淀粉样β蛋白(Aβ)是阿尔茨海默病(AD)的治疗靶点。降低其母体蛋白 APP 的产生在临床前模型中具有益处。Posiphen 是一种口服小分子药物,与 APP mRNA 中的铁反应元件结合,降低 APP 和 Aβ 的翻译。为了增加 Posiphen 的人体数据,我们使用稳定同位素标记动力学(SILK)分析评估了其安全性、耐受性以及对 Aβ 代谢的药代动力学和药效学(PD)影响。
在一个经过 IRB 批准的方案下,在五个地点进行了双盲 1b 期随机递增剂量临床试验。轻度认知障碍或轻度 AD(早期 AD)患者通过低 CSF Aβ42/40 确认,然后按剂量组(每个剂量组内)随机分配 Posiphen 或安慰剂。预处理评估包括腰椎穿刺获取 CSF。参与者服用 Posiphen 或安慰剂 21-23 天,然后进行 CSF 导管放置、静脉输注 C-亮氨酸和 36 小时 CSF 采样。通过参与者报告、心电图和实验室测试评估安全性和耐受性。CSF SILK 分析使用免疫沉淀-质谱法测量 Aβ40、38 和 42。使用免疫测定法在基线和第 21 天测量 CSF APP、Aβ 和其他生物标志物。在基线和第 21 天进行 Mini-Mental State Exam 和 ADAS-cog12 测试。
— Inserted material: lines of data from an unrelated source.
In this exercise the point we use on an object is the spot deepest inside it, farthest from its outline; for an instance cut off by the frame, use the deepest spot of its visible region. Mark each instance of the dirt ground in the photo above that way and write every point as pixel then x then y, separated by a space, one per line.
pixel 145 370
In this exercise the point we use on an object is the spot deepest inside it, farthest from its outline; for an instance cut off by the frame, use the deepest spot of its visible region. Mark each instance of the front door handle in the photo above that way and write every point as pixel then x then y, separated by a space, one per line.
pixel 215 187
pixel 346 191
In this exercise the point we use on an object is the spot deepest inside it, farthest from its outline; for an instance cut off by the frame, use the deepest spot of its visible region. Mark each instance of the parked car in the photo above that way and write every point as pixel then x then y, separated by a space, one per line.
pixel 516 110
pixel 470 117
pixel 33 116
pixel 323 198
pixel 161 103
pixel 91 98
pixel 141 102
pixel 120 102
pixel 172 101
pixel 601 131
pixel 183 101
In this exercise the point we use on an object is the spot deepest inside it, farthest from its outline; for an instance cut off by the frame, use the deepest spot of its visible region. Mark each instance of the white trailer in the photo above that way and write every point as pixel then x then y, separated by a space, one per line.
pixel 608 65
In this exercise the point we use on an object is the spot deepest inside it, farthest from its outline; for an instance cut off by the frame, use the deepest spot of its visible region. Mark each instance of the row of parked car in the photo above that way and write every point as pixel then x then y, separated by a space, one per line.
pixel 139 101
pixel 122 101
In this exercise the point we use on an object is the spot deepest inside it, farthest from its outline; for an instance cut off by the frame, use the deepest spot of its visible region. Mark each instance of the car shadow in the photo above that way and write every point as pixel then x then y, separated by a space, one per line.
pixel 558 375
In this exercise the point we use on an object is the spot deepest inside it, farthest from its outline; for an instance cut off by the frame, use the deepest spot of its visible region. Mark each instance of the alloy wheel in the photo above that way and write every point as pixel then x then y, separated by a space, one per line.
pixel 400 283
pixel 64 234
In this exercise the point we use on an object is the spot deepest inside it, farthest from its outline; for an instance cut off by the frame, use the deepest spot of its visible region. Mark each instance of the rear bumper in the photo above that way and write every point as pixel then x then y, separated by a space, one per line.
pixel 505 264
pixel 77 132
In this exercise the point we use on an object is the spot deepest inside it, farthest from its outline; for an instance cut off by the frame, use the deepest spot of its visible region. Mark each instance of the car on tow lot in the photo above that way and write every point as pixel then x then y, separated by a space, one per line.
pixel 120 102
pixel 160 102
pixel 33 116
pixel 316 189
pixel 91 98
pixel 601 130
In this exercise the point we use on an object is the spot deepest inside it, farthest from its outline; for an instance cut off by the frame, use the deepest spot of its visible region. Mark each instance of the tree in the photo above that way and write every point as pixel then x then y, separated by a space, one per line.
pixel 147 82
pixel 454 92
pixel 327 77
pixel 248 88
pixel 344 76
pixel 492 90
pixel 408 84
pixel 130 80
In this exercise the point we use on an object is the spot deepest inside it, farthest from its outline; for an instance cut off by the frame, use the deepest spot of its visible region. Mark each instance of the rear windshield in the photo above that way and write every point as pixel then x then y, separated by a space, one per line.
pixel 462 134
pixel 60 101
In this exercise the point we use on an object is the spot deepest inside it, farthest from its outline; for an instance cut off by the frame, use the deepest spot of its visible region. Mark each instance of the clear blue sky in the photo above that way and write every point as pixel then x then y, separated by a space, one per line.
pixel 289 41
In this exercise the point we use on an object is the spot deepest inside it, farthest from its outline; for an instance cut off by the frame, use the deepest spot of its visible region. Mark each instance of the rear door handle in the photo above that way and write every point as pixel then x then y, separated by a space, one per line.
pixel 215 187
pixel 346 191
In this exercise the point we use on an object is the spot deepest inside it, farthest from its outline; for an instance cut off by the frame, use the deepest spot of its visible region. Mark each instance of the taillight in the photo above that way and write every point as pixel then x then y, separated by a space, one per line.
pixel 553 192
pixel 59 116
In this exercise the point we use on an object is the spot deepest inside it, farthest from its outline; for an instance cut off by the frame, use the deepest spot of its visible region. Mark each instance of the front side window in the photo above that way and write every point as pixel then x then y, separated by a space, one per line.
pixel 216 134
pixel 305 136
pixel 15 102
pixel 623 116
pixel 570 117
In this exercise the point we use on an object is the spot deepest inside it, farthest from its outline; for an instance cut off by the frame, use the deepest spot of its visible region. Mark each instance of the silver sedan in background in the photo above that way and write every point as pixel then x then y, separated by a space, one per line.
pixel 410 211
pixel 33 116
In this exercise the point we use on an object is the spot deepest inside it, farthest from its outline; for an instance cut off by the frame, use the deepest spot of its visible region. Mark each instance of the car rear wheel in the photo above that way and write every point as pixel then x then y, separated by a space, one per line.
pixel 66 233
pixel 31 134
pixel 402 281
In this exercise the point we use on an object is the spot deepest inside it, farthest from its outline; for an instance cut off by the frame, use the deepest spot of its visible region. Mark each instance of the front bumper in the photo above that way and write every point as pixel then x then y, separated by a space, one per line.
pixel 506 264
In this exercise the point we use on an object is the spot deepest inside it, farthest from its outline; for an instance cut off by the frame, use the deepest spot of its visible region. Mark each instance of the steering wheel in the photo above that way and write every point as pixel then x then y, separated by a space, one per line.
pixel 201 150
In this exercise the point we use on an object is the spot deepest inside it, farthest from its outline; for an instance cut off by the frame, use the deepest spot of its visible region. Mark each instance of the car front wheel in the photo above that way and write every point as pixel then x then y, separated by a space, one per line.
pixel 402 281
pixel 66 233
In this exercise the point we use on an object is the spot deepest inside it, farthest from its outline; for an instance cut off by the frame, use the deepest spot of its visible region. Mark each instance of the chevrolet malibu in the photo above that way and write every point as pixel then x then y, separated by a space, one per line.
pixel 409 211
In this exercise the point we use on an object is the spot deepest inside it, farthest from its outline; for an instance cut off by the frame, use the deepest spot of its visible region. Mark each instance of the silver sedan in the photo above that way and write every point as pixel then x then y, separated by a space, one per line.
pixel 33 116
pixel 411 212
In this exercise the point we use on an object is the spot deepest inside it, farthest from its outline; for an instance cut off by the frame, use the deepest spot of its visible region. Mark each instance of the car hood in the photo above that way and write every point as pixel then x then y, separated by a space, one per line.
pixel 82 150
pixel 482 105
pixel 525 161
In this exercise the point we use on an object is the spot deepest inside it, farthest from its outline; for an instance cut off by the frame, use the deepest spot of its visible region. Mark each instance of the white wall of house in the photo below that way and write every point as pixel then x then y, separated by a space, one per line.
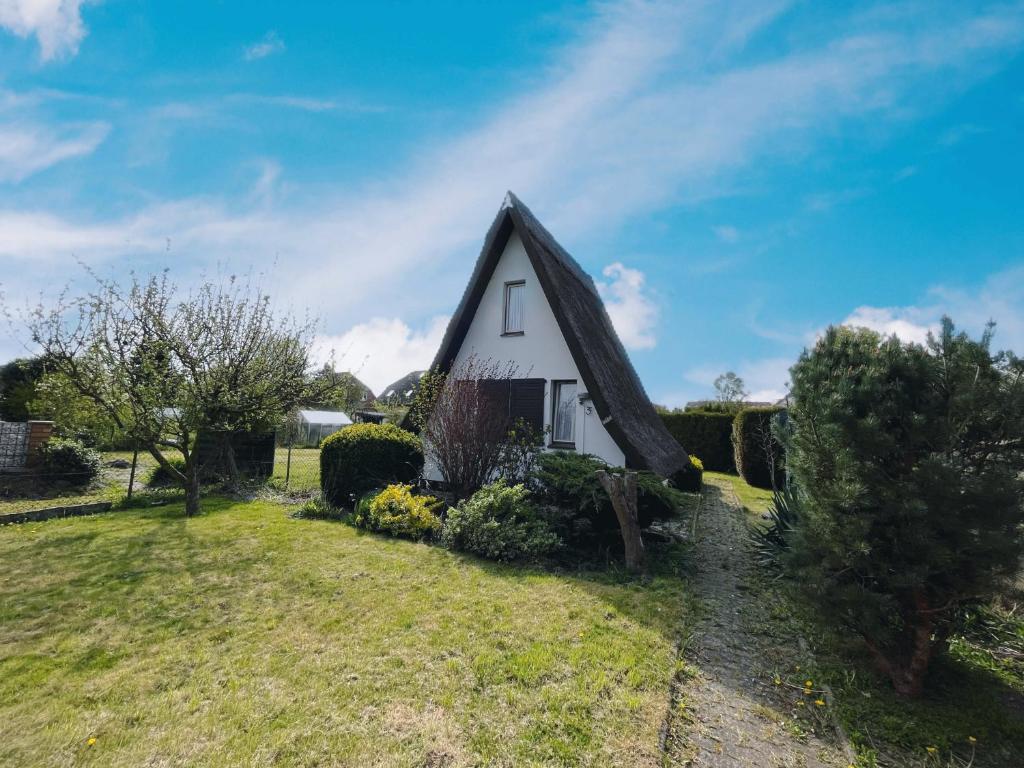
pixel 541 352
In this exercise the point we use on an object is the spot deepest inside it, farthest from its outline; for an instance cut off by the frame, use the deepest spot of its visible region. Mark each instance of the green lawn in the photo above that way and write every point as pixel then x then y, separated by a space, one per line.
pixel 248 637
pixel 755 501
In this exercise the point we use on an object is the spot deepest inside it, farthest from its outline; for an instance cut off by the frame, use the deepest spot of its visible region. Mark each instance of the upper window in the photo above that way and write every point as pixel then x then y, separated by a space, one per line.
pixel 563 400
pixel 515 307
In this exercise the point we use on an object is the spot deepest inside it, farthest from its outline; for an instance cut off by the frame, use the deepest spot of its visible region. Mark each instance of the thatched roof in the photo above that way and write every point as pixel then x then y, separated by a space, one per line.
pixel 607 374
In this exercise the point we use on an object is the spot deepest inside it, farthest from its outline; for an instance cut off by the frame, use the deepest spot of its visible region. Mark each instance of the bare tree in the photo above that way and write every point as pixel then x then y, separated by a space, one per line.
pixel 165 367
pixel 467 431
pixel 623 492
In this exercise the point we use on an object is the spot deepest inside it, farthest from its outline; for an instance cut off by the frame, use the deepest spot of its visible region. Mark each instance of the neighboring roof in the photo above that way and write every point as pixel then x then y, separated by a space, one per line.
pixel 401 391
pixel 604 366
pixel 333 418
pixel 693 404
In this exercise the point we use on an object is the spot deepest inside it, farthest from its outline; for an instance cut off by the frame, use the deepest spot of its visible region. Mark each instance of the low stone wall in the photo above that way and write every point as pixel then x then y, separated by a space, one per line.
pixel 38 515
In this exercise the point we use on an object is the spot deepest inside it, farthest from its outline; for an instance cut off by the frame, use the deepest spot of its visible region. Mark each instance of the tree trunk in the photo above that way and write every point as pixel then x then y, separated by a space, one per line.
pixel 623 492
pixel 908 672
pixel 227 455
pixel 192 488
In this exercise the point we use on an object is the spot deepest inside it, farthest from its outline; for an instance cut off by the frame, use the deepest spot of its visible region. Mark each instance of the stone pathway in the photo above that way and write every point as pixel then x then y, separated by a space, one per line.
pixel 727 710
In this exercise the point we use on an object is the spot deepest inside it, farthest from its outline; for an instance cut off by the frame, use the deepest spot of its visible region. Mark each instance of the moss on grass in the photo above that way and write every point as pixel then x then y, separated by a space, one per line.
pixel 246 636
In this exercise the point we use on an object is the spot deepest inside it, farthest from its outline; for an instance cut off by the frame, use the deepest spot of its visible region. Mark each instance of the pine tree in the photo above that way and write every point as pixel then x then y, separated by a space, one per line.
pixel 909 464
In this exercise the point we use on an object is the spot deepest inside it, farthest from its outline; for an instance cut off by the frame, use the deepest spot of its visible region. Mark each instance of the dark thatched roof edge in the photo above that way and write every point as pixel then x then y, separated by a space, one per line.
pixel 604 366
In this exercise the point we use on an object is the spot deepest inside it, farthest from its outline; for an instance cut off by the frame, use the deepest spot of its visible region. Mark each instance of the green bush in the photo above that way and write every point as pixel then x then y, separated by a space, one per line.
pixel 500 522
pixel 909 464
pixel 568 481
pixel 707 433
pixel 68 462
pixel 361 457
pixel 160 477
pixel 772 541
pixel 760 458
pixel 690 478
pixel 397 511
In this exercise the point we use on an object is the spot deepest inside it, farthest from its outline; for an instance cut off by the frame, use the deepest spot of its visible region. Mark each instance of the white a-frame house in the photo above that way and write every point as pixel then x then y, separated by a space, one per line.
pixel 529 303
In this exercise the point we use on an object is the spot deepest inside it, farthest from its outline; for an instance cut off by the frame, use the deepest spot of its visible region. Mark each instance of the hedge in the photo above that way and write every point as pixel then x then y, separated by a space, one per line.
pixel 361 457
pixel 752 437
pixel 706 434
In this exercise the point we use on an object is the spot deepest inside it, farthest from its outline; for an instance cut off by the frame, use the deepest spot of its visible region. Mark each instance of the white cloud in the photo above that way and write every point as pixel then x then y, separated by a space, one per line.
pixel 382 350
pixel 56 24
pixel 726 232
pixel 269 45
pixel 999 298
pixel 654 103
pixel 27 148
pixel 633 311
pixel 908 324
pixel 765 379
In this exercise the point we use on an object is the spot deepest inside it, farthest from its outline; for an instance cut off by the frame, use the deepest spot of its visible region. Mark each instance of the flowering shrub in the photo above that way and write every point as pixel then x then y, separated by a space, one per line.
pixel 396 511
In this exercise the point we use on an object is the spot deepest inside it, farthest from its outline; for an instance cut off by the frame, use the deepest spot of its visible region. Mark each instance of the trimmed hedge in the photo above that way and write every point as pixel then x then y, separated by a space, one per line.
pixel 706 433
pixel 751 437
pixel 361 457
pixel 690 478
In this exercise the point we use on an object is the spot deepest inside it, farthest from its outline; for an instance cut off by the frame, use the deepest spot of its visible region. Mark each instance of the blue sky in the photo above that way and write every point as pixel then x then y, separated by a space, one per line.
pixel 735 175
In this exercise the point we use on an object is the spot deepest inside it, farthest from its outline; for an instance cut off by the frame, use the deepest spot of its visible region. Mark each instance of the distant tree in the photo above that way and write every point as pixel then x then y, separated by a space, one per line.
pixel 341 390
pixel 908 460
pixel 424 399
pixel 17 387
pixel 165 366
pixel 730 388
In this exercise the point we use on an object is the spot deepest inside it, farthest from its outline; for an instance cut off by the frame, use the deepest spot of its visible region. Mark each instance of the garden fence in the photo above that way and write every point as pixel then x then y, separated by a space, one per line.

从 2017 年 6 月至 2021 年 12 月,共招募了 19 名参与者,按 60mg 每日一次和 60mg 每日两次(每组 6 名活性药物和 5 名安慰剂)以及 60mg 每日三次(1 名参与者)进行分组随机。10 名活性药物和 5 名安慰剂参与者完成了所有研究程序。Posiphen 安全且耐受性良好。8 名参与者与 CSF 导管插入相关的头痛;5 名需要血补丁。对 CSF Aβ40 的分数合成率(FSR)进行了预设的 SILK 分析,结果显示 Posiphen 与安慰剂相比,没有显示出总体或剂量依赖性的影响。对 APP 动力学的综合多参数建模支持 Posiphen 降低 APP 产生的剂量依赖性。与安慰剂组相比,认知测量和 CSF 生物标志物在 Posiphen 组从基线到第 21 天没有显著变化。
Posiphen 在早期 AD 中安全且耐受性良好。多中心 SILK 研究是可行的。研究结果受到样本量小的限制,但提供了额外的支持安全性和 PK 数据。使用 SILK 数据对生物标志物动态进行综合建模可能会揭示药物的细微作用。
NCT02925650 于 clinicaltrials.gov 注册(于 2016 年 10 月 24 日注册)。